This unit is less about computing than about learning/revising how eigehpairs are computed in Mathematics.
Goal: give a feeling of how these almost-magical entities that are eigenpairs do come to help us understand latent trends in data.
Please cover this lab in class (if time allows) or at home with pen and paper, in the rest of the class e-pairs will always be given by the numpy.linalg
submodule.
From the MMDS, Ch. 11, pp. 385-387.
Let, \(M\) be a square matrix.
Let \(\lambda\) be a constant and \(\mathbf{e}\) be a non-zero column vector with the same number of rows as \(M\).

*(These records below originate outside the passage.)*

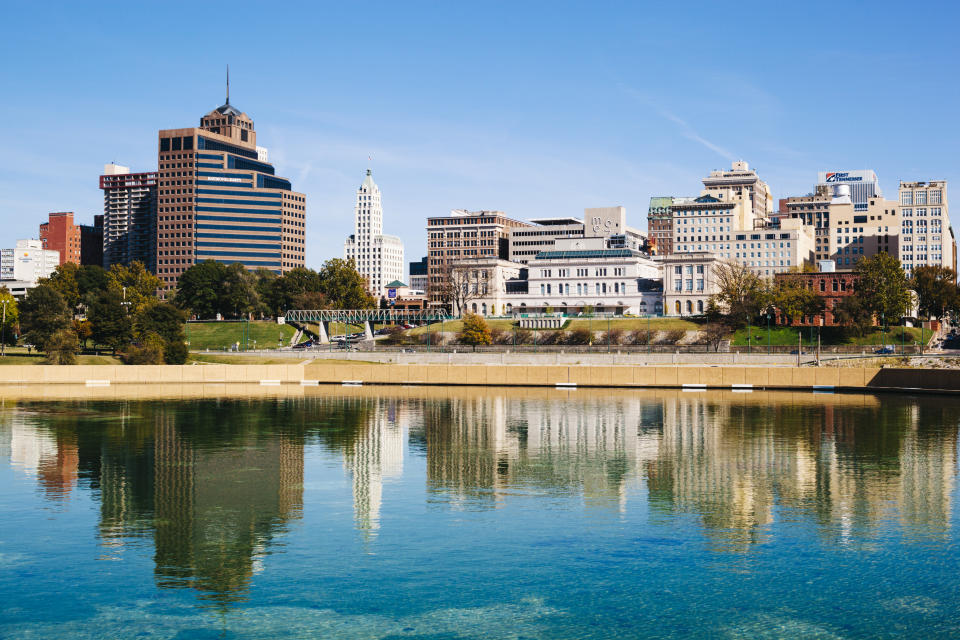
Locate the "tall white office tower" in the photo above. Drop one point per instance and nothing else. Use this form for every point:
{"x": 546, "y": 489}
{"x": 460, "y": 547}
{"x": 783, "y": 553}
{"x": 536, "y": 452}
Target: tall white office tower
{"x": 379, "y": 258}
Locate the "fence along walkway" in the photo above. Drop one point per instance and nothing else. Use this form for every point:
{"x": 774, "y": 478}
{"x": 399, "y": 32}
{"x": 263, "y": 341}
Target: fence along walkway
{"x": 365, "y": 317}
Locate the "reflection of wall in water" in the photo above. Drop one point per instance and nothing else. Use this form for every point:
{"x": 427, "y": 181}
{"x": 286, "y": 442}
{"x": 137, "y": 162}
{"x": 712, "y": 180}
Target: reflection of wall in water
{"x": 848, "y": 465}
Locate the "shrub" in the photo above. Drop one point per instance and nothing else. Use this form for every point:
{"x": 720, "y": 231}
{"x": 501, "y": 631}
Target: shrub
{"x": 475, "y": 330}
{"x": 396, "y": 335}
{"x": 614, "y": 336}
{"x": 149, "y": 351}
{"x": 580, "y": 337}
{"x": 673, "y": 337}
{"x": 61, "y": 347}
{"x": 523, "y": 336}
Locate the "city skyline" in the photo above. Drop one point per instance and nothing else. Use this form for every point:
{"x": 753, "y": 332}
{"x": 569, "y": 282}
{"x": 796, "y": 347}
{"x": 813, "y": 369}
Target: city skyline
{"x": 584, "y": 111}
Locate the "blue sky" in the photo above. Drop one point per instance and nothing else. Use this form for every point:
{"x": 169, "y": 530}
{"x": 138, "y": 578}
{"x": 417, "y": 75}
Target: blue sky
{"x": 535, "y": 109}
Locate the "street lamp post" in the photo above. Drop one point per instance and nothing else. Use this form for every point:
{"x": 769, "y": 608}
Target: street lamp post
{"x": 3, "y": 332}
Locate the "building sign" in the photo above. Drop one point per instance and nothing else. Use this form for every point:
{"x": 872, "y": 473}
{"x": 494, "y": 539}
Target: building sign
{"x": 842, "y": 176}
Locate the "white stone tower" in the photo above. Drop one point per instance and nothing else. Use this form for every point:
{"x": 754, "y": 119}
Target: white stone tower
{"x": 379, "y": 258}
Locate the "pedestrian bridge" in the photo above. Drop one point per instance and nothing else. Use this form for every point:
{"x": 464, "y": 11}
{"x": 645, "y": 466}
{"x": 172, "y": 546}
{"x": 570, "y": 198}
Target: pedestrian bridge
{"x": 365, "y": 317}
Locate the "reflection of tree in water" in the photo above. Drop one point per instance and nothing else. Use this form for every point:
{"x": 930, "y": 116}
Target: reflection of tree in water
{"x": 845, "y": 464}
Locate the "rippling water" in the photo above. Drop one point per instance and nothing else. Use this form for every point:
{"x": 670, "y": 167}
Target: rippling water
{"x": 480, "y": 513}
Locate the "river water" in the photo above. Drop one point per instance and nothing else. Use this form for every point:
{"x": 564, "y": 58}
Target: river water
{"x": 480, "y": 513}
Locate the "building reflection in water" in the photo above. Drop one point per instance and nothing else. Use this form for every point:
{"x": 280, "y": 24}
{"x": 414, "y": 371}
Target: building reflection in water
{"x": 212, "y": 484}
{"x": 208, "y": 485}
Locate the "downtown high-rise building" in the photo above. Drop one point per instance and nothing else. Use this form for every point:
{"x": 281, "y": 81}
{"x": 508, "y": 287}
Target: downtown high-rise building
{"x": 217, "y": 201}
{"x": 60, "y": 234}
{"x": 926, "y": 237}
{"x": 129, "y": 217}
{"x": 378, "y": 257}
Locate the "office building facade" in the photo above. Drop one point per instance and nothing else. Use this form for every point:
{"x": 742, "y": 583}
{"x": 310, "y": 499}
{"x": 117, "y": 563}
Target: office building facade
{"x": 217, "y": 201}
{"x": 926, "y": 236}
{"x": 741, "y": 184}
{"x": 28, "y": 262}
{"x": 378, "y": 257}
{"x": 463, "y": 235}
{"x": 660, "y": 223}
{"x": 91, "y": 242}
{"x": 864, "y": 185}
{"x": 60, "y": 234}
{"x": 129, "y": 217}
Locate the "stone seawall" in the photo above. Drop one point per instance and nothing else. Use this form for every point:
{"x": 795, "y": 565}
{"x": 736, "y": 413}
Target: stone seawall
{"x": 689, "y": 378}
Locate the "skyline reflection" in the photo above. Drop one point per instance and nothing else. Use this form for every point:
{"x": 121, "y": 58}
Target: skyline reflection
{"x": 214, "y": 486}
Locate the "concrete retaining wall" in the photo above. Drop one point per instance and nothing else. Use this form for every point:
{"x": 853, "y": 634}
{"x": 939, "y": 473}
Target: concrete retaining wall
{"x": 319, "y": 372}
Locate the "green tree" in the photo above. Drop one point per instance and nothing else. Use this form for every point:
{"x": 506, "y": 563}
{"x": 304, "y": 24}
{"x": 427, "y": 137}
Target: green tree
{"x": 882, "y": 287}
{"x": 475, "y": 331}
{"x": 43, "y": 313}
{"x": 741, "y": 295}
{"x": 853, "y": 315}
{"x": 110, "y": 321}
{"x": 343, "y": 285}
{"x": 150, "y": 350}
{"x": 91, "y": 278}
{"x": 794, "y": 300}
{"x": 167, "y": 322}
{"x": 199, "y": 287}
{"x": 10, "y": 325}
{"x": 61, "y": 346}
{"x": 134, "y": 284}
{"x": 936, "y": 288}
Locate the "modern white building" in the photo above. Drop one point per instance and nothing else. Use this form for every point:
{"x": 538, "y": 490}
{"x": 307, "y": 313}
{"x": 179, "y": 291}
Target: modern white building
{"x": 609, "y": 223}
{"x": 583, "y": 274}
{"x": 28, "y": 262}
{"x": 379, "y": 258}
{"x": 726, "y": 229}
{"x": 926, "y": 237}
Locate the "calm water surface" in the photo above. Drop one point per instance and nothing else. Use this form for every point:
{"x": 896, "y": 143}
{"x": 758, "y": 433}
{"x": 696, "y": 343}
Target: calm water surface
{"x": 449, "y": 513}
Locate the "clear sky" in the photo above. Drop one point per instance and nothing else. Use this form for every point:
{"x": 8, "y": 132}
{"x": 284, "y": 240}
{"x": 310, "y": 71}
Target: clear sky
{"x": 536, "y": 109}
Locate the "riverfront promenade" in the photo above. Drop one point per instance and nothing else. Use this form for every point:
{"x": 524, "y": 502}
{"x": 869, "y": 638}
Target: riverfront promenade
{"x": 741, "y": 378}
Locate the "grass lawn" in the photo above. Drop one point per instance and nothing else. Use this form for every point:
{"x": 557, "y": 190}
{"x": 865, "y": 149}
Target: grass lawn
{"x": 23, "y": 358}
{"x": 220, "y": 335}
{"x": 787, "y": 336}
{"x": 597, "y": 324}
{"x": 632, "y": 324}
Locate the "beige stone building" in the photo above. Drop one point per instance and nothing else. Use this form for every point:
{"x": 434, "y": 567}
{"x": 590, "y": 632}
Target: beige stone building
{"x": 464, "y": 235}
{"x": 925, "y": 230}
{"x": 853, "y": 234}
{"x": 689, "y": 280}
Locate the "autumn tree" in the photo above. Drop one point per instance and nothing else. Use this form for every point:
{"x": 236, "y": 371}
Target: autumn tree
{"x": 882, "y": 287}
{"x": 794, "y": 300}
{"x": 475, "y": 331}
{"x": 936, "y": 288}
{"x": 741, "y": 294}
{"x": 343, "y": 285}
{"x": 43, "y": 313}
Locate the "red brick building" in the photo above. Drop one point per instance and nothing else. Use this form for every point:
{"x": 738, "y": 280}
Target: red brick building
{"x": 60, "y": 234}
{"x": 833, "y": 286}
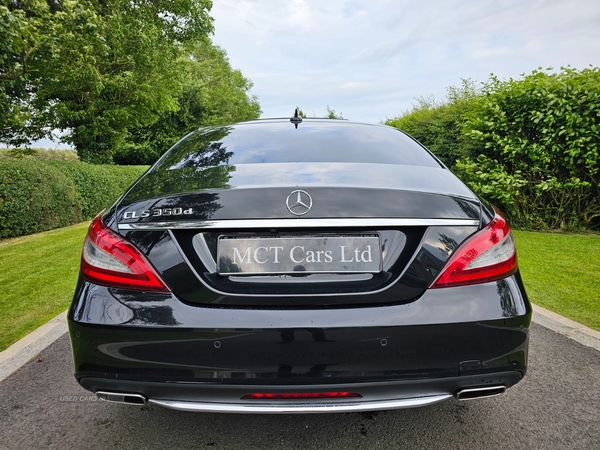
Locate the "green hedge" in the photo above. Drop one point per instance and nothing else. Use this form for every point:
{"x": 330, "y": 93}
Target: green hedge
{"x": 40, "y": 195}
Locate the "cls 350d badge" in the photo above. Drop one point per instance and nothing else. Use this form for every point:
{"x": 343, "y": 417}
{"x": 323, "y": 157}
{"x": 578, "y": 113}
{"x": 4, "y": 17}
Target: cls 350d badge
{"x": 158, "y": 212}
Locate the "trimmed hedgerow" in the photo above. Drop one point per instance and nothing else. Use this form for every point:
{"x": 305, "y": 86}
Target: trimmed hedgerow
{"x": 34, "y": 197}
{"x": 98, "y": 186}
{"x": 40, "y": 195}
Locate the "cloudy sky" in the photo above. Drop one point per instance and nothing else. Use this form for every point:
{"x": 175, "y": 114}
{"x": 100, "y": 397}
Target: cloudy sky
{"x": 370, "y": 59}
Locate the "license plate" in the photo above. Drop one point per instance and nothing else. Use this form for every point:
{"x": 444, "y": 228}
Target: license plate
{"x": 294, "y": 255}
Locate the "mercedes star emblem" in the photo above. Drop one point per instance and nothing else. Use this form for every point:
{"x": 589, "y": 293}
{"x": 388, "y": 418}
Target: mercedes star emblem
{"x": 299, "y": 202}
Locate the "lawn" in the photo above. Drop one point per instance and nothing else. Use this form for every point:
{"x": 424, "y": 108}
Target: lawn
{"x": 561, "y": 272}
{"x": 38, "y": 273}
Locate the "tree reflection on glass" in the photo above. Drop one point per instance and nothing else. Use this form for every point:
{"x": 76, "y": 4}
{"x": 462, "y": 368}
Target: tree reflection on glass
{"x": 197, "y": 163}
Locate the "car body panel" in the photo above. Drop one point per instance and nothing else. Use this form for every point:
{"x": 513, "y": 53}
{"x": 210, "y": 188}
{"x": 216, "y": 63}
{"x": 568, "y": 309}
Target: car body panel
{"x": 211, "y": 338}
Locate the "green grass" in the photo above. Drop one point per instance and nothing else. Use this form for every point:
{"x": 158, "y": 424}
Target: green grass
{"x": 561, "y": 272}
{"x": 38, "y": 274}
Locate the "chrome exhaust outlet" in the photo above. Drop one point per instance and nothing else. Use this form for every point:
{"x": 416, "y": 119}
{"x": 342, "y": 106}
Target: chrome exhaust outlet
{"x": 123, "y": 398}
{"x": 474, "y": 393}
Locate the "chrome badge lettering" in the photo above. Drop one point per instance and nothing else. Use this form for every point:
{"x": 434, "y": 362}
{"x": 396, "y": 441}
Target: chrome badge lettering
{"x": 157, "y": 212}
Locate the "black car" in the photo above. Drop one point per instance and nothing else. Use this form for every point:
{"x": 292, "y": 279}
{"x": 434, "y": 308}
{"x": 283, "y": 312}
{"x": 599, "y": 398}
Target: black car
{"x": 282, "y": 266}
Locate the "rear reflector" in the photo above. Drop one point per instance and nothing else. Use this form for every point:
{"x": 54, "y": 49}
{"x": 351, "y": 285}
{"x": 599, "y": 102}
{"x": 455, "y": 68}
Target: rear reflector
{"x": 109, "y": 260}
{"x": 489, "y": 255}
{"x": 299, "y": 395}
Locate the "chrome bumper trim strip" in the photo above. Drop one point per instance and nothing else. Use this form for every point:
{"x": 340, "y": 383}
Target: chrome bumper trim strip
{"x": 294, "y": 223}
{"x": 300, "y": 408}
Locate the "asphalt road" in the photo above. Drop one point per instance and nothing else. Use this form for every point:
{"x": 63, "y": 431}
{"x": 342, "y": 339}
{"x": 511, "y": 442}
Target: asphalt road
{"x": 556, "y": 406}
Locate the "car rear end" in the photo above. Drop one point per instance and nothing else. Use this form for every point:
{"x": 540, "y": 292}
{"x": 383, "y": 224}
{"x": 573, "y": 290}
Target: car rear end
{"x": 258, "y": 268}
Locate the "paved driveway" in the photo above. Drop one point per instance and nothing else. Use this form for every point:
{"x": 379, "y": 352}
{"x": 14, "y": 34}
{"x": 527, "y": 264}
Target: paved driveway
{"x": 556, "y": 406}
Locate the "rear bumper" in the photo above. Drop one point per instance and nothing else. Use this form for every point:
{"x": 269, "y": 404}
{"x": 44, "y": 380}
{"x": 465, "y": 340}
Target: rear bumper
{"x": 214, "y": 397}
{"x": 206, "y": 358}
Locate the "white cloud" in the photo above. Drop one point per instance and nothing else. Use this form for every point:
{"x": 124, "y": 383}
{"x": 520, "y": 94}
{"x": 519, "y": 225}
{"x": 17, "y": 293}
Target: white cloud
{"x": 370, "y": 59}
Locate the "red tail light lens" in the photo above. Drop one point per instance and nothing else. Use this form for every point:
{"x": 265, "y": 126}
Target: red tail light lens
{"x": 299, "y": 395}
{"x": 109, "y": 260}
{"x": 489, "y": 255}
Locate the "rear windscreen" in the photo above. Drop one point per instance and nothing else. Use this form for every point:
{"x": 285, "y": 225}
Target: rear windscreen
{"x": 280, "y": 142}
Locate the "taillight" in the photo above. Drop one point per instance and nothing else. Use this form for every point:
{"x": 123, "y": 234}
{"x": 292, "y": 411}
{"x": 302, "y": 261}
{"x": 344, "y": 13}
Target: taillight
{"x": 110, "y": 260}
{"x": 488, "y": 255}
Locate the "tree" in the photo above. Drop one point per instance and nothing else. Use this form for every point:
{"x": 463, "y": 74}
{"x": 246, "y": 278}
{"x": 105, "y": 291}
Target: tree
{"x": 97, "y": 67}
{"x": 331, "y": 114}
{"x": 212, "y": 93}
{"x": 438, "y": 124}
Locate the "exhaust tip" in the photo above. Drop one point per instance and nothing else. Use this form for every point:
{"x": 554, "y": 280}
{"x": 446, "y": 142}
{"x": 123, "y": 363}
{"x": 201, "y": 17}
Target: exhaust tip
{"x": 123, "y": 398}
{"x": 482, "y": 392}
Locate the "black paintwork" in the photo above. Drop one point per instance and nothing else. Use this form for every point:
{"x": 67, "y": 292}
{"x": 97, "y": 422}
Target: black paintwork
{"x": 387, "y": 333}
{"x": 156, "y": 336}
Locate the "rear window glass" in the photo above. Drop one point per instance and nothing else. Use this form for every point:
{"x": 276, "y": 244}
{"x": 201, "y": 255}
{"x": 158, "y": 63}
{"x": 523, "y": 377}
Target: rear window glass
{"x": 280, "y": 142}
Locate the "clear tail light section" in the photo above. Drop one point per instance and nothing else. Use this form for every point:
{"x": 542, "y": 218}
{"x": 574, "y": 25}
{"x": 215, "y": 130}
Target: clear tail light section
{"x": 109, "y": 260}
{"x": 488, "y": 255}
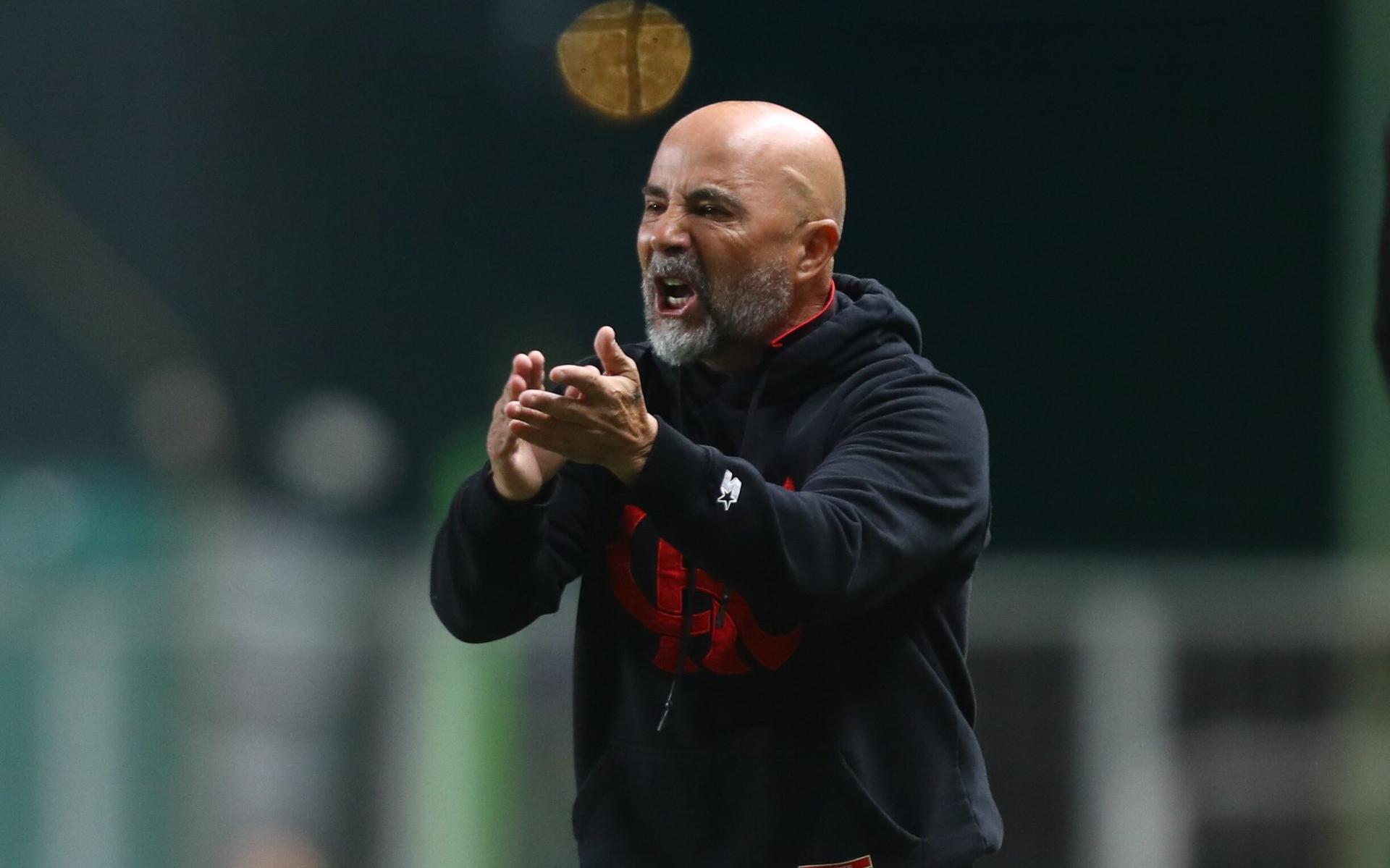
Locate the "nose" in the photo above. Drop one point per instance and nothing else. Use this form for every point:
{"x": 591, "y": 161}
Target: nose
{"x": 666, "y": 232}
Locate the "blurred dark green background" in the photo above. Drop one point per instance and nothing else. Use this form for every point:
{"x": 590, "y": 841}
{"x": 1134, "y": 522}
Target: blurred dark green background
{"x": 263, "y": 267}
{"x": 1112, "y": 220}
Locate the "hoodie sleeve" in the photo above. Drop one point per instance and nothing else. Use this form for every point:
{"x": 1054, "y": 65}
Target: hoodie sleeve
{"x": 900, "y": 500}
{"x": 498, "y": 565}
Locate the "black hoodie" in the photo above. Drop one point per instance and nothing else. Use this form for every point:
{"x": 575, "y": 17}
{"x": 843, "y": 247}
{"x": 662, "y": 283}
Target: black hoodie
{"x": 769, "y": 662}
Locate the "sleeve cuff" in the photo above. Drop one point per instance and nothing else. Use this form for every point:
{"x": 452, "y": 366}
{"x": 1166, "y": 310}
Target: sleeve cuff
{"x": 673, "y": 469}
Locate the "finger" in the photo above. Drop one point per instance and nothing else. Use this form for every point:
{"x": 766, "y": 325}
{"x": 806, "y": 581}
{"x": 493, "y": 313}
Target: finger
{"x": 545, "y": 439}
{"x": 584, "y": 377}
{"x": 616, "y": 363}
{"x": 531, "y": 416}
{"x": 516, "y": 380}
{"x": 559, "y": 407}
{"x": 537, "y": 379}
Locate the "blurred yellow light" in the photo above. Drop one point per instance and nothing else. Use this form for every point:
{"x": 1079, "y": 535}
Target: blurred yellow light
{"x": 625, "y": 59}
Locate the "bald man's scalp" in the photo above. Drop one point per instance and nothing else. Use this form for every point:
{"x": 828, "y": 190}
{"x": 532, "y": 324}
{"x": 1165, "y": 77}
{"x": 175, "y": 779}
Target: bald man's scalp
{"x": 784, "y": 142}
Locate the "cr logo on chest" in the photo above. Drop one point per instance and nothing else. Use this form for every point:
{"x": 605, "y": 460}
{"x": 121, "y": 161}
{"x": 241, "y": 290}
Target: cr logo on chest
{"x": 729, "y": 620}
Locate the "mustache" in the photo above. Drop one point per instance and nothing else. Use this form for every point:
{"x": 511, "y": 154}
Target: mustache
{"x": 683, "y": 267}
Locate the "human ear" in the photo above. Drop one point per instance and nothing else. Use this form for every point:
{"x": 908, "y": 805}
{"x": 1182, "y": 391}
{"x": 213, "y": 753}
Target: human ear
{"x": 819, "y": 241}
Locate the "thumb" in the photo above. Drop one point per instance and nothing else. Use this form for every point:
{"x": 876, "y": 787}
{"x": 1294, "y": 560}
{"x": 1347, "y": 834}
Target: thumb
{"x": 616, "y": 363}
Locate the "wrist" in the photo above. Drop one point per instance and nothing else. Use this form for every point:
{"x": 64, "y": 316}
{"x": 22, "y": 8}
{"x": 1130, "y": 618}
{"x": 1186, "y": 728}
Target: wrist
{"x": 504, "y": 492}
{"x": 631, "y": 466}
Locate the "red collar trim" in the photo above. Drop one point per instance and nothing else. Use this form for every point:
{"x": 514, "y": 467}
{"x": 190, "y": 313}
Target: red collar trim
{"x": 830, "y": 300}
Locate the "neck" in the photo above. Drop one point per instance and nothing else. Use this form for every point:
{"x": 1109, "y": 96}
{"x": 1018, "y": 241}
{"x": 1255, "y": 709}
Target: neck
{"x": 743, "y": 358}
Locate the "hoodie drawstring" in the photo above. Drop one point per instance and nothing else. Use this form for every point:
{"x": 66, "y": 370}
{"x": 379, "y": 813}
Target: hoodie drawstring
{"x": 683, "y": 643}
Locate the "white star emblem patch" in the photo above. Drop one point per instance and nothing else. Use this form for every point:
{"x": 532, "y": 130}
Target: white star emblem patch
{"x": 729, "y": 490}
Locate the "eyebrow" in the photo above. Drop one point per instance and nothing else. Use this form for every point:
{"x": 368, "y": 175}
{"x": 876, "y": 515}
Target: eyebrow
{"x": 699, "y": 194}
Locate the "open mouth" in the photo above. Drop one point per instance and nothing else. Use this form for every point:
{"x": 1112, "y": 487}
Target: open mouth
{"x": 673, "y": 297}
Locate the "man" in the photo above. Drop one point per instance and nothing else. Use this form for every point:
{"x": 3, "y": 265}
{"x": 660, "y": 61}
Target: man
{"x": 776, "y": 507}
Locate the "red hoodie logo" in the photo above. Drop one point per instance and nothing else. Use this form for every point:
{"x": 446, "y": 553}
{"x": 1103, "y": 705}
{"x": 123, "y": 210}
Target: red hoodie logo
{"x": 728, "y": 620}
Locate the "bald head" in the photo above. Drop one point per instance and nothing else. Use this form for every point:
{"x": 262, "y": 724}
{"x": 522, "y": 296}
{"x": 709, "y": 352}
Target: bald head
{"x": 740, "y": 227}
{"x": 776, "y": 143}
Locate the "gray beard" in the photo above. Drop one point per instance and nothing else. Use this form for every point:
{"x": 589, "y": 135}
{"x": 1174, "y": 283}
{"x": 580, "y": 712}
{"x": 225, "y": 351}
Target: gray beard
{"x": 736, "y": 313}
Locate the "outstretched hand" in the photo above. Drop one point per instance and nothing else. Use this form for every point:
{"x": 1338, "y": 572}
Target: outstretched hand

Then \(\lambda\) is an e-value of \(M\) and \(\mathbf{e}\) is its corresponding e-vector if
\[M\mathbf{e} = \lambda \mathbf{e}.\]
This can be reformulated as \((M-\lambda I)e=0.\)
Let
\(M= \left[ \begin{matrix} 3 & 2 \\ 2 & 6 \end{matrix} \right]\)
Then
\(M - \lambda I = \left[ \begin{matrix} 3- \lambda & 2 \\ 2 & 6- \lambda \end{matrix} \right]\)
The determinant of \(M- \lambda I\) is \((3- \lambda)(6- \lambda)-4\).
What are the values of \(\lambda\) that make the determinant=0?
\(|M- \lambda I|=0\) has two roots: \(\lambda_1 = 7\), and \(\lambda_2 = 2\).
Now we can discover the associated eigenvetors.
Recall that \(M\mathbf{e} = \lambda \mathbf{e}\)
At the moment, \(\mathbf{e}\) is unknown: \([x, y]^T\).
Let’s substitute \(\lambda = 7\) in the eq.
\(\left[ \begin{matrix} 3 & 2 \\ 2 & 6 \end{matrix} \right]\cdot\left[ \begin{matrix} x \\ y \end{matrix} \right]=7\cdot \left[ \begin{matrix} x \\ y \end{matrix} \right]\)
by multiplying matrix and vector we get two equations:
\(3x+2y = 7x\)
\(2x+6y = 7y\)
Both of the equations really say that \(y = 2x\).
Infinte solutions are possible, let’s fix \(\mathbf{e_1}=\)
\(\left[ \begin{matrix} 1 \\ 2 \end{matrix} \right]\)
But \(\mathbf{e_1}=\) vector, since its norm, i.e., the sum of the squares of its components, is 5, not 1.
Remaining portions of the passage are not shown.